US President Barack Obama is set to declare the country's first-ever national monument representing the birthplace of America's modern gay liberation movement. Those in support of the move believe that the recognition, although symbolic, could strengthen the fight against discrimination based on sexual orientation.
Obama is set to designate a patch of green space spanning less than two-tenths of an acre that lies opposite the Stonewall Inn and part of the surrounding Greenwich Village neighbourhood in New York City for the monument, The Washington Post reported, adding that the formal declaration could come as early as June.
The Stonewall Inn, which was frequented by gay men, was witness to a six-day-long protest that began in the early morning of 28 June, 1969 after police raided the area and detained many bystanders.
The area to be recognised as the monument would reportedly be the first national monument anchored by a dive bar and surrounded by a network of narrow streets, which has been regarded as the historic centre of gay cultural life in New York City for a long time.
Interior Secretary Sally Jewell, National Park Service Director Jonathan B Jarvis and Rep Jerrold Nadler (D-NY) and other federal officials are preparing to conduct a session on 9 May to solicit feedback on the proposal regarding the national monument.
Without confirming reports about the designation of national monuments for gay rights movement, interior department spokeswoman Amanda Degroff reportedly said Obama "has made clear that he's committed to ensuring our national parks, monuments and public lands help Americans better understand the places and stories that make this nation great."
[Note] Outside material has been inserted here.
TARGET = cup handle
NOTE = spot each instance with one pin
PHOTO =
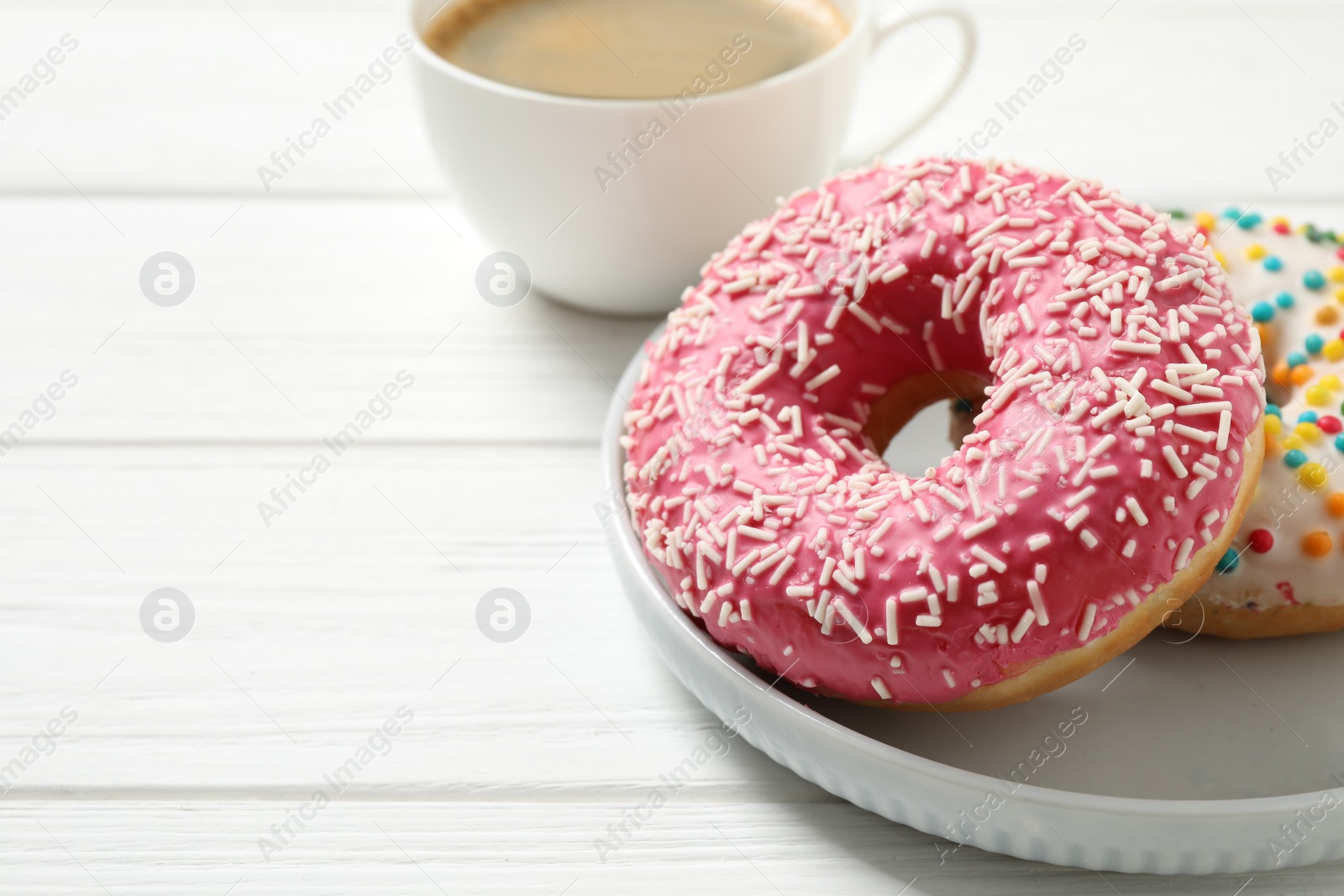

The paper also quoted her as saying that Jewell and Jarvis are attending next week's public meeting at the invitation of Nadler as well as federal, state and local officials.
Nadler, who has co-authored the legislation that would recognise the earmarked area as a national park, was quoted as saying in a statement: "The legacy of Stonewall, the history of discrimination against the [Lesbian, Gay, Bisexual and Transgender] community, or the impassioned individuals who have fought to overcome it" should never be forgotten.
"The LGBT civil rights movement launched at Stonewall is woven into American history, and it is time our National Park system reflected that reality," Nadler added. The LGBT community's fight for liberation led to a landmark Supreme Court ruling in 2015 that legalised same-sex marriage in America.
Nadler and Senator Kirsten Gillibrand reportedly requested the president to protect the site under the 1906 Antiquities Act. Their request was supported by City Council member Corey Johnson, state assembly member Deborah Glick and state senator Brad Hoylman — the three officials of the area who are all openly gay. The local community advisory board also supported the proposal.
In April, New York Governor Andrew Cuomo signed the legislation, backed by New York City Mayor Bill de Blasio and several state lawmakers. The legislation would allow the city to transfer ownership of Christopher Park to the federal government if it is designated as a monument.